Some hospital systems are taking direct control over both care improvement and risk by starting their own health plans and/or setting up joint venture agreements with established health plans. As of 2016, there were nearly 300 provider-sponsored health plans (PSHPs) in markets across the U.S., up from just over 100 in 2014. As of 2016, PSHPs made up 14% of the health insurance market. The rapid proliferation of PSHPs indicates a clear opportunity for capable providers to take the lead on integrated payment and delivery system reform.
How Much Are We Saving?
With so much time, money, and energy on the line, is value-based payment actually reducing waste in the system and generating returns? While it is still too early to predict the ultimate impact of these types of arrangements, we see some early clues in the savings from specific programs and institutions. For example:
- The CMS Innovation Center’s Pioneer ACO program generated more than $405 million in gross Medicare savings relative to the benchmark during the course of its 5-year run.

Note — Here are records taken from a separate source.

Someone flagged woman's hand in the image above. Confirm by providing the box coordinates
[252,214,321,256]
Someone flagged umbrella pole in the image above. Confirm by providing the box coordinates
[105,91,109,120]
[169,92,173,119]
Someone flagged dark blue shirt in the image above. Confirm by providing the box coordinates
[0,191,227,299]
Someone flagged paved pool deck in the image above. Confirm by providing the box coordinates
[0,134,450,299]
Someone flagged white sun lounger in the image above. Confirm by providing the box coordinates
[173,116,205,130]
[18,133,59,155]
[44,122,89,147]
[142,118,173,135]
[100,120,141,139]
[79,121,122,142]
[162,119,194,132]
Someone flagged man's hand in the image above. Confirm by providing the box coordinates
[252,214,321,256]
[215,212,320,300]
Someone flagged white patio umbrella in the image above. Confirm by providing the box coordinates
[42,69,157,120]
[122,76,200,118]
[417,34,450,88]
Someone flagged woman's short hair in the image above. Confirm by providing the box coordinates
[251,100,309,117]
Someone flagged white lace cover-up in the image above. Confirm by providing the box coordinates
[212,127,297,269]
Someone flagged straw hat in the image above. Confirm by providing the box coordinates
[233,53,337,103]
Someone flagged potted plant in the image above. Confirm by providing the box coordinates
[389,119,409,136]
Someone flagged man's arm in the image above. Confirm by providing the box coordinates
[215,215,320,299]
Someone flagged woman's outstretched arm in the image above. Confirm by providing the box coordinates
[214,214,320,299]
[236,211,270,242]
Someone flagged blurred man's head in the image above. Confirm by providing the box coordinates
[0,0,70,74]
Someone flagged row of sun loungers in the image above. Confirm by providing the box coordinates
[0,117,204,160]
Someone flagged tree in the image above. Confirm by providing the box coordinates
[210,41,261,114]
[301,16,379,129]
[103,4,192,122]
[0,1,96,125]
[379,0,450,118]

- California’s CalPERS program, a large retirement program for state employees, piloted a now-famous cost-sharing method called reference pricing that paid a fixed amount for certain procedures, with patients covering any additional costs. The program saved millions in health costs over 2 years and also pressured higher-priced facilities to lower prices significantly; for example, the number of California hospitals charging prices lower than the CalPERS reference rose from 46% in 2011 to 72% in 2015 for inpatient orthopedic surgery. The reference pricing program also encourages patients to use systems that are experienced in conducting certain procedures, and takes patient outcomes into account.
- An estimated 87,000 fewer patients died in U.S. hospitals because of the reduction in hospital-acquired conditions (HACs), equating to $19.8 billion in savings between 2010 and 2014. In a pilot program to reduce HACs and preventable readmissions, Dignity Health estimated that it saved $60 million and impacted more than 16,000 patients. While some of these changes may have happened organically as hospitals improved safety measures, payment reform is widely considered a primary catalyst.
- Trinity Health also realized cost savings of $120 million in its second half of fiscal year 2016, as a result of initiatives targeted at improving performance measures and reducing costs. Trinity is a Medicare ACO participant and holds a number of value-based contracts with private payers.
In the 2016 survey described previously, nearly half of ACO participants and larger hospital systems perceived the shift to value-based care as having a positive impact on their system’s profitability.
Next Steps for Providers
With the U.S. health system in flux, many decision-makers are looking for guidance on how strongly to push forward on value-based reform. Should the federal government continue to work in tandem with the private sector to champion value-based payment? Will providers realize a return on their investments? Does value-driven care have a measurable impact on the economy?
Early evidence suggests that value-based payment and care delivery can transform our health care system, delivering both better health and better value for the money we spend on care. Providers should aggressively pursue adoption of new technology, changes in strategy and operations, and new contracting methods, to sustain and increase the momentum for this positive change.